I also did a marker (a long nail in a piece of wood pressure fit into box). I knew where center was, I tried to roto zip with a friends tool..... Holy crap! That thing was so fast, buzzing and bouncing on the inside. I scratched the crap out of the plastic box, and then nicked the wall when taking the tool out. I was terrible! Lol

I now use similar to that box, but I have one that goes into the box and has 6 small pegs (about 1-4" long, looks like thumbtac pins). 

When you line up the drywall, you slap it and the pins stick into the drywall and the whole thing sticks on the sheet.

I then lay it face down and cut it with my drywall saw. Works great each time.

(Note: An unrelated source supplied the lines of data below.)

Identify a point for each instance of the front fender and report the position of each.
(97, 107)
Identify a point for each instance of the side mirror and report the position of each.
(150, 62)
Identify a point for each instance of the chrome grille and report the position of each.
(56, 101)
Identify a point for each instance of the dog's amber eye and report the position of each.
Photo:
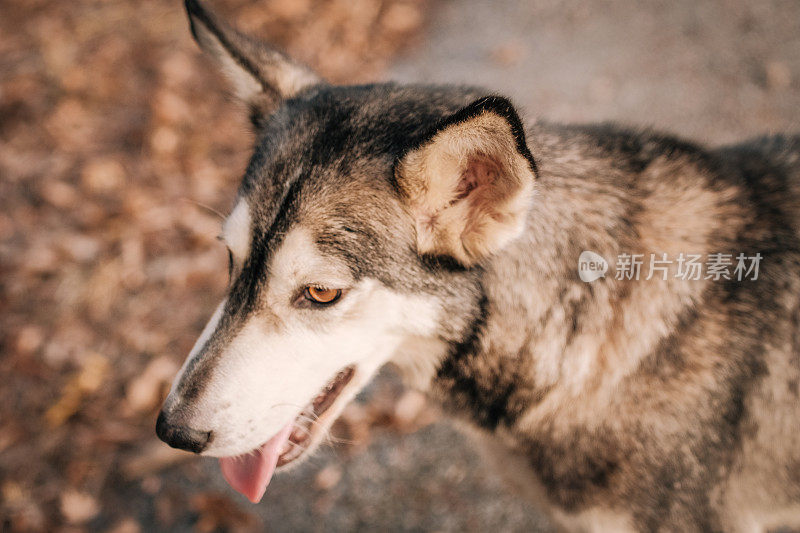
(322, 296)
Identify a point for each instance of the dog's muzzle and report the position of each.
(180, 436)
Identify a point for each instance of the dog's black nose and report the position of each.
(179, 436)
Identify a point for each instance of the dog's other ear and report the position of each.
(261, 76)
(468, 183)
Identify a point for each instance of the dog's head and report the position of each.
(357, 235)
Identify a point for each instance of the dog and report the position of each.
(426, 226)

I think this is a picture of one (can't see the pins on the front due to angle):

Http://img.diynetwork.com/DIY/2005/08/04/dit312_4fa_lg.jpg

Sent from my iPhone using DIY Forum


----------



## Fix'n it (Mar 12, 2012)

the metal boxs are easy to zip. the plastic ones, if your not carefull, you will burn the plastic.


----------



## rjniles (Feb 5, 2007)

jdm001 said:


> I think this is a picture of one (can't see the pins on the front due to angle):
> 
> Http://img.diynetwork.com/DIY/2005/08/04/dit312_4fa_lg.jpg


The picture you posted looks more like the Blindmark tool with the magnets.










Like this



































df


----------



## jdm001 (Nov 6, 2009)

rjniles said:


> The picture you posted looks more like the Blindmark tool with the magnets.
> 
> Like this
> 
> df


Ah you're right. This is the exact one I got "Handymark" on amazon. 

www.amazon.com/gp/aw/d/B000V5MPZM

Mixed reviews, but sounds like reviewers weren't lining up before using. 

My first use I realized if I moved it into place or even swung it in, it might be a little off. I had great luck doing this:

First I lined up the top or bottom and put the edge in place while the bottom/top closest to the marker box hovering about an inch from the wall. I the even out the whole sheet 1" off wall and then bring back to wall so it's flat (perpendicular not swung in) and the box marks and usually sticks in too.

Easy to find, and then connect the dots to cut.

Sent from my iPhone using DIY Forum


----------



## rjniles (Feb 5, 2007)

Actually I don't use that Blindmark tool any more. What I do is put a mark on the floor directly below the box and write next to it the measurement up to the center of the box. Hang the drywall sheet from the top and leave it loose at the bottom. The box prevents it from going back to the studs. Measure up from the mark on the floor the distance I wrote. Plunge with the roto-zip and cut the box. Push the drywall back to studs and screw off.


----------



## ktkelly (Apr 7, 2007)

I can't tell you how many times I've had wire cut from someone using a Roto-Zip to trim around the inside of a box.


Sure, the wires _should _be set back deep in the box, but sometimes they're not. How do you know? They are covered by the rock....


*Cutting inside the box is a BAD practice.*


Shallow the bit in the Roto-Zip, cut around the outside of the box and you'll never do any damage.


----------



## oldrivers (May 2, 2009)

in newer remodeliing they have these new boxes that have 1 inch flanges all around them that you tape the vapor barrier to and you have to cut all around the flange so you dont disturb the vaper barrier seal , if you dont cut around the flanges the sheetrock gets bulged from the flanges so you have to cut around the flanges which leaves a 1 inch gap all around the box that needs to be filled with durabond and taped . no big deal .


----------



## scottktmrider (Jul 1, 2012)

http://www.homedepot.com/p/t/202343...d=10051&N=5yc1vZapww&R=202343468#.UNsXbHmSWwk

I have used these,and i think they work great.


----------